Hasil penelitian menunjukkan bahwa perlindungan hukum terhadap perempuan (isteri) korban KDRT
telah dijamin oleh Undang-Undang No. 23 Tahun 2004 Tentang Penghapusan Kekerasan Dalam Rumah
Tangga. Perlindungan terhadap perempuan korban kekerasan dalam rumah tangga secara khusus termuat
pada Bab VI Pasal 16-38, yang meliputi:
a. perlindungan dari pihak keluarga, kepolisian, kejaksaan, pengadilan, advokat, lembaga sosial, atau pihak
lainnya baik sementara maupun berdasarkan penetapan perintah perlindungan dari pengadilan;
b. pelayanan kesehatan sesuai dengan kebutuhan medis;
c. penanganan secara khusus berkaitan dengan kerahasiaan korban;
d. pendampingan oleh pekerja sosial dan bantuan hukum pada setiap tingkat proses pemeriksaan sesuai
dengan ketentuan peraturan perundang-undangan; dan
e. pelayanan bimbingan rohani.
Akan tetapi pada tataran implementasi, banyak kendala yang dihadapi baik alasan struktural maupun
kultural. Alasan struktural karena belum semua aparat hukum memiliki sensitifitas yang berpihak pada
korban KDRT, masih banyak aparat hukum yang justru menyalahkan korban. Dibutuhkan sensitivitas gender
aparat penegak hukum, karena walaupun Undang-Undang penghapusan kekerasan dalam rumah tangga
telah ada, namun jika tanpa dukungan aparat penegak hukum maka tidak akan bisa mengeliminir kekerasan
dalam rumah tangga yang dilakukan suami terhadap isteri. Alasan kultural karena KDRT merupakan masalah
yang berkaitan erat dengan bias gender yang biasa terjadi pada masyarakat patriarkal dimana distribusi
kekuasaan antara laki-laki dan perempuan timpang, sehingga kaum laki-laki mendominasi institusi sosial dan
tubuh perempuan. Selain itu dominasi laki-laki dalam konteks struktur masyarakat dan keluarga, yang
memungkinkan terjadinya kekerasan dalam rumah tangga (marital violence).

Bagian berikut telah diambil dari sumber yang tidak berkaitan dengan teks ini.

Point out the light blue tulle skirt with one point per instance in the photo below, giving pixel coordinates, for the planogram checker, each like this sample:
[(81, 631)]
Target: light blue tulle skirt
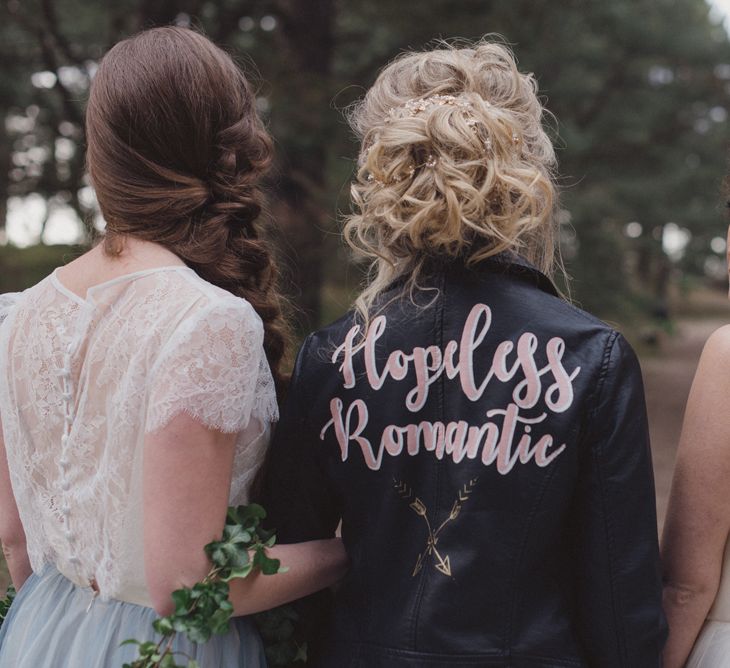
[(48, 626)]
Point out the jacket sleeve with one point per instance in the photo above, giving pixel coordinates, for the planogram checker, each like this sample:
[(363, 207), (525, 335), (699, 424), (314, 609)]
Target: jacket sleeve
[(296, 492), (620, 618)]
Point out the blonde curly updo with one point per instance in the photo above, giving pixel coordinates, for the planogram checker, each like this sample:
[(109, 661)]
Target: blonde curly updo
[(454, 163)]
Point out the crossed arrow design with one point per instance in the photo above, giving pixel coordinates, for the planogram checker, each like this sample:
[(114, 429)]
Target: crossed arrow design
[(442, 563)]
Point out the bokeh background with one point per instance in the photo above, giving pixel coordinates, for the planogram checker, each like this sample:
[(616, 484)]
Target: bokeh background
[(640, 90)]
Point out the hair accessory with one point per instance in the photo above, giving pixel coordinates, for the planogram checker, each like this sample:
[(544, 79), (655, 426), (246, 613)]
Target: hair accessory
[(415, 106)]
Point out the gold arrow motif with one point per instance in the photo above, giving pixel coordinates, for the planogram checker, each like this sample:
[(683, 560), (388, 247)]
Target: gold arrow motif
[(442, 563)]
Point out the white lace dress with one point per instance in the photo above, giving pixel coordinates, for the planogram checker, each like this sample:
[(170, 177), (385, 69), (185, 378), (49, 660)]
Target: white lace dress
[(712, 648), (82, 381)]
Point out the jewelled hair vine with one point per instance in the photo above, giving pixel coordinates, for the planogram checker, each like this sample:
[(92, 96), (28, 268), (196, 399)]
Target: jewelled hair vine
[(414, 107)]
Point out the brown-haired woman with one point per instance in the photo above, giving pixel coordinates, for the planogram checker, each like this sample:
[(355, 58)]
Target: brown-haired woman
[(483, 441), (138, 383)]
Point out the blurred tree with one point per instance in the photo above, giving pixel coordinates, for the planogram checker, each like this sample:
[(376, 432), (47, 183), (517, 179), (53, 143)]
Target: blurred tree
[(640, 88)]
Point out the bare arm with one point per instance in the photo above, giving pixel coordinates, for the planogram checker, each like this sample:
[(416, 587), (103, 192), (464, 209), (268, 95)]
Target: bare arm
[(698, 520), (12, 535), (187, 475)]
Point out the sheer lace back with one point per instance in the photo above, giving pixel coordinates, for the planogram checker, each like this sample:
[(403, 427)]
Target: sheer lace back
[(83, 380)]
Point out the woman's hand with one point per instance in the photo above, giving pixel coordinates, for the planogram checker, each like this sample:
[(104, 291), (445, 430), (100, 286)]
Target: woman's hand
[(312, 566), (698, 520)]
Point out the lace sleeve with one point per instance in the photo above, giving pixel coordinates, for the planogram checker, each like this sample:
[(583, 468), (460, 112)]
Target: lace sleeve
[(211, 369), (7, 302)]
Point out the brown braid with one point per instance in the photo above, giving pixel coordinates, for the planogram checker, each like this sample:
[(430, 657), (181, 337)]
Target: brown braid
[(176, 153)]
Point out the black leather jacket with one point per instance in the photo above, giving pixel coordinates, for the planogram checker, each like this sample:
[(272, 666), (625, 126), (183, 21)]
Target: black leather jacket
[(488, 457)]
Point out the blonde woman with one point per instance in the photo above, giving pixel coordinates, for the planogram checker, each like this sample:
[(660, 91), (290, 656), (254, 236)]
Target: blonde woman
[(482, 441)]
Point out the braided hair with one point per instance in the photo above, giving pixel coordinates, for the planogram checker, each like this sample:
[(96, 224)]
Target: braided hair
[(176, 153)]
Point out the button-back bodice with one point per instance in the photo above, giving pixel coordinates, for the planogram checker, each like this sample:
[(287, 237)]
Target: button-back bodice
[(82, 381)]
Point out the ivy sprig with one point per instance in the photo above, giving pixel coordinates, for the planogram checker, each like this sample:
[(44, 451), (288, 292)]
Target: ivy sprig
[(205, 609), (6, 602)]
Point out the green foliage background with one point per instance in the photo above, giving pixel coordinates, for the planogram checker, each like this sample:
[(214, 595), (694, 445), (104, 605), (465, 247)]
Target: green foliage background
[(640, 90)]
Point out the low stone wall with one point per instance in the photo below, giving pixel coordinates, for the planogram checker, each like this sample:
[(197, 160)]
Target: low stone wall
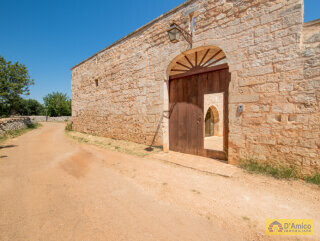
[(14, 123), (50, 119)]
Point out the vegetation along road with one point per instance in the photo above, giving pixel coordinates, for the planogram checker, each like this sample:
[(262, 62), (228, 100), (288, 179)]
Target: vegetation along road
[(53, 188)]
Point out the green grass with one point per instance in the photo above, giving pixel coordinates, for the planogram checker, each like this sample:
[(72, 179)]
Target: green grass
[(278, 172), (15, 133)]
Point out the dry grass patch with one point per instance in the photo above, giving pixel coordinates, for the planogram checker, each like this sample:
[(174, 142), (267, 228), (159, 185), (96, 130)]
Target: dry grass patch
[(127, 147)]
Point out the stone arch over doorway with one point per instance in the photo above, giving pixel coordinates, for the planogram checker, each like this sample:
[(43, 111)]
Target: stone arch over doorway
[(207, 62)]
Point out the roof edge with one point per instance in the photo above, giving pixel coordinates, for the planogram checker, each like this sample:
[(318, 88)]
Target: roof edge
[(188, 2), (311, 23)]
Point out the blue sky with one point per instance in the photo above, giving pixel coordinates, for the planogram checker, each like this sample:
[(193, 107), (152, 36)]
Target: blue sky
[(49, 37)]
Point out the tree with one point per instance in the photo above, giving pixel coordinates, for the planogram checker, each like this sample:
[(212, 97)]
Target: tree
[(57, 104), (14, 81), (30, 107)]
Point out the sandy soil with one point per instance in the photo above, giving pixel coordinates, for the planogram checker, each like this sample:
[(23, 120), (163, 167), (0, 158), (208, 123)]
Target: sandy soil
[(53, 188)]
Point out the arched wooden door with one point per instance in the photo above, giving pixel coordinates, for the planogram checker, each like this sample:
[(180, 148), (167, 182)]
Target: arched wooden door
[(209, 124), (186, 98)]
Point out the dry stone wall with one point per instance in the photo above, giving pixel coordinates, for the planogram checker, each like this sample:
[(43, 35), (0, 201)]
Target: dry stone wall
[(121, 92)]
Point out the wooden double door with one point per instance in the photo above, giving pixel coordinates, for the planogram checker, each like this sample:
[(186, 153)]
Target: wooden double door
[(186, 122)]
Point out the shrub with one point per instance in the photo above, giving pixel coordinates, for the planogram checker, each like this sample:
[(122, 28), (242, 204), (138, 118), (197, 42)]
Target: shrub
[(69, 126)]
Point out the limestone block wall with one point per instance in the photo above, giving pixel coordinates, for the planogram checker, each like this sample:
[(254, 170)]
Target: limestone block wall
[(122, 91)]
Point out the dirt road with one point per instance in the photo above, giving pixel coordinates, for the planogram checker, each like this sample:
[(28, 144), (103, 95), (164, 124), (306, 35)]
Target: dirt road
[(52, 188)]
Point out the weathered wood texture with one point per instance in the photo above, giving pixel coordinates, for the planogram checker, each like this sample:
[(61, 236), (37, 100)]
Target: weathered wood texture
[(186, 124)]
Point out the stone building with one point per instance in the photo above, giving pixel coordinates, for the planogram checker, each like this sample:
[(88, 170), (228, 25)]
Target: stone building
[(259, 54)]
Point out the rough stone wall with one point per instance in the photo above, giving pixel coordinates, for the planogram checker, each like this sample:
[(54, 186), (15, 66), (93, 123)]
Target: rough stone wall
[(270, 76), (15, 123)]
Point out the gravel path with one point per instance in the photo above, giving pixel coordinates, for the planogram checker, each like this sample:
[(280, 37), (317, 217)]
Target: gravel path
[(52, 188)]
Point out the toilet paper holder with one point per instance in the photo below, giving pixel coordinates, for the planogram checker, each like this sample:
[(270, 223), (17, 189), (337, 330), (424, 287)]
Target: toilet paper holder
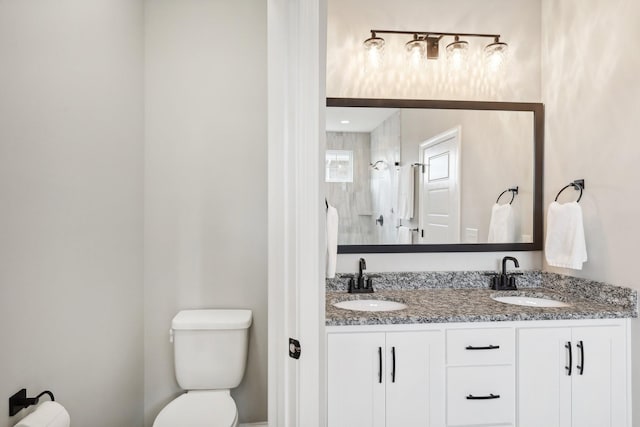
[(19, 401)]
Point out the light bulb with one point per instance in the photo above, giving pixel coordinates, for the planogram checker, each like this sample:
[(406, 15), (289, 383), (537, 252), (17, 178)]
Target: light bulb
[(374, 51), (496, 55), (457, 53), (416, 51)]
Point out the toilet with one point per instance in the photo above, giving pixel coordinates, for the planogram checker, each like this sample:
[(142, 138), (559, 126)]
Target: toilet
[(210, 349)]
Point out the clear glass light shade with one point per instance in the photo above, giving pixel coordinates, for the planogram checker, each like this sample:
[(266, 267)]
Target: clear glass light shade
[(416, 52), (374, 52), (495, 56), (458, 54)]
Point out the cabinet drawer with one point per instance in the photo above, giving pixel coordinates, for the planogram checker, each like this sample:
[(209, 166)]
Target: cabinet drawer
[(492, 346), (480, 395)]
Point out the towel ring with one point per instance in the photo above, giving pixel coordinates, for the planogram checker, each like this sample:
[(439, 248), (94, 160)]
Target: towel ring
[(514, 191), (578, 184)]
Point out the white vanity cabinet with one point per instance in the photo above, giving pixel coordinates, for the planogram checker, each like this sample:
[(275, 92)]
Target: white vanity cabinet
[(480, 376), (485, 374), (385, 379), (573, 376)]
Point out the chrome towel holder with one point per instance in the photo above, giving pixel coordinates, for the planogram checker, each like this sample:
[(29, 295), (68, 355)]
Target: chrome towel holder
[(19, 401), (513, 191), (578, 184)]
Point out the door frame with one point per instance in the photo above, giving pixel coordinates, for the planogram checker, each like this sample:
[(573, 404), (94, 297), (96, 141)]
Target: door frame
[(296, 40), (455, 132)]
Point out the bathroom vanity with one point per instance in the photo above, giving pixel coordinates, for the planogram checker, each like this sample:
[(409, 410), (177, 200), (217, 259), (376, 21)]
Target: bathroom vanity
[(456, 357)]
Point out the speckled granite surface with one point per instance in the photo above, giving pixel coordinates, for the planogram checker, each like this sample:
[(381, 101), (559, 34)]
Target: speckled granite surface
[(442, 297)]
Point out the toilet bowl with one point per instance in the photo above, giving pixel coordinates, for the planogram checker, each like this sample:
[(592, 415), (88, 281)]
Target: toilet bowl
[(199, 409), (210, 354)]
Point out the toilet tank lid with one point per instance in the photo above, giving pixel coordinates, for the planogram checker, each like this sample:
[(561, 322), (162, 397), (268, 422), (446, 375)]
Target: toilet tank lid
[(211, 319)]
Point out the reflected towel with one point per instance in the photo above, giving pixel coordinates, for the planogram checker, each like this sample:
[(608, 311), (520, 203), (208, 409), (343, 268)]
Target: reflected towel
[(47, 414), (404, 235), (565, 245), (332, 241), (405, 192), (502, 224)]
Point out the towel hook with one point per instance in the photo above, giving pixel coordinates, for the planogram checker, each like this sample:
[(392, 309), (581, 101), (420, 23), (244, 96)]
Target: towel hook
[(578, 184), (19, 401), (513, 191)]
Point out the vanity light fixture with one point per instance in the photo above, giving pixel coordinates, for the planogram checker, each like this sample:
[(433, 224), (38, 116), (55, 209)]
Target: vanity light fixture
[(458, 53), (496, 54), (426, 44), (374, 49), (416, 50)]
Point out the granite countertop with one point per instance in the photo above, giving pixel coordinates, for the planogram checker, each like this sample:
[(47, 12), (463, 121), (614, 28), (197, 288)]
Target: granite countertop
[(467, 301)]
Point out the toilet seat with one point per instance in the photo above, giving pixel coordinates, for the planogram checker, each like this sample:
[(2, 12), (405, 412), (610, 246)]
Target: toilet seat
[(209, 408)]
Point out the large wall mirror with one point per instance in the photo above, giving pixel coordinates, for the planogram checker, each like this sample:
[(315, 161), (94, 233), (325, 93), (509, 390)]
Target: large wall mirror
[(435, 176)]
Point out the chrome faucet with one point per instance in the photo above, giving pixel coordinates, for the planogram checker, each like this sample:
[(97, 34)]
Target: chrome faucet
[(362, 265), (361, 286), (504, 263), (505, 281)]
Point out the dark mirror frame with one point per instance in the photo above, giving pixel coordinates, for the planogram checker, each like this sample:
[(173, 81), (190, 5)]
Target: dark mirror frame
[(538, 134)]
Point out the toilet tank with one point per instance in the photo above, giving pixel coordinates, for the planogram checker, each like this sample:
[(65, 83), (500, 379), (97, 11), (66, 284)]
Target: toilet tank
[(210, 348)]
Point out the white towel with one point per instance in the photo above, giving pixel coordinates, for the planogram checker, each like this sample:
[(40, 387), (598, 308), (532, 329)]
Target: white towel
[(502, 224), (404, 235), (565, 245), (405, 192), (332, 241), (47, 414)]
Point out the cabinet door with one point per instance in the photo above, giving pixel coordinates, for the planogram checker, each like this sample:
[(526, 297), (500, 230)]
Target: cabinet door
[(415, 382), (544, 384), (355, 380), (599, 380)]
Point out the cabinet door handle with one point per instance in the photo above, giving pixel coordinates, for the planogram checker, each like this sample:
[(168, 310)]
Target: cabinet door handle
[(380, 365), (393, 363), (491, 396), (489, 347), (580, 345)]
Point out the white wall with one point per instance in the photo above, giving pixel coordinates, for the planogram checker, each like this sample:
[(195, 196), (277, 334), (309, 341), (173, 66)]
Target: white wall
[(71, 168), (592, 97), (349, 23), (205, 181)]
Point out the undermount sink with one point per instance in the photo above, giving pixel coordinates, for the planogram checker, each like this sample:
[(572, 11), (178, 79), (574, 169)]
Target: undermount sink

Kesimpulannya bahwa ketika terjadi KDRT dibutuhkan peran semua pihak dalam memberikan
perlindungan hukum terhadap perempuan (isteri) korban KDRT sesuai peran masing-masing. Sensitifitas dan
empati semua stakeholder (termasuk aparat penegak hukum) sangat diperlukan dalam menangani tindak
pidana KDRT. Dimulai dari memahami konteks psikososial korban yang dililit siklus kekerasan, siklus isolasi
dan terkurung dalam roda relasi kuasa pelaku. Hal ini sangat berguna bagi masing-masing pihak dalam
menjalankan kewenangannya, meyelesaikan perkara keluarga ini.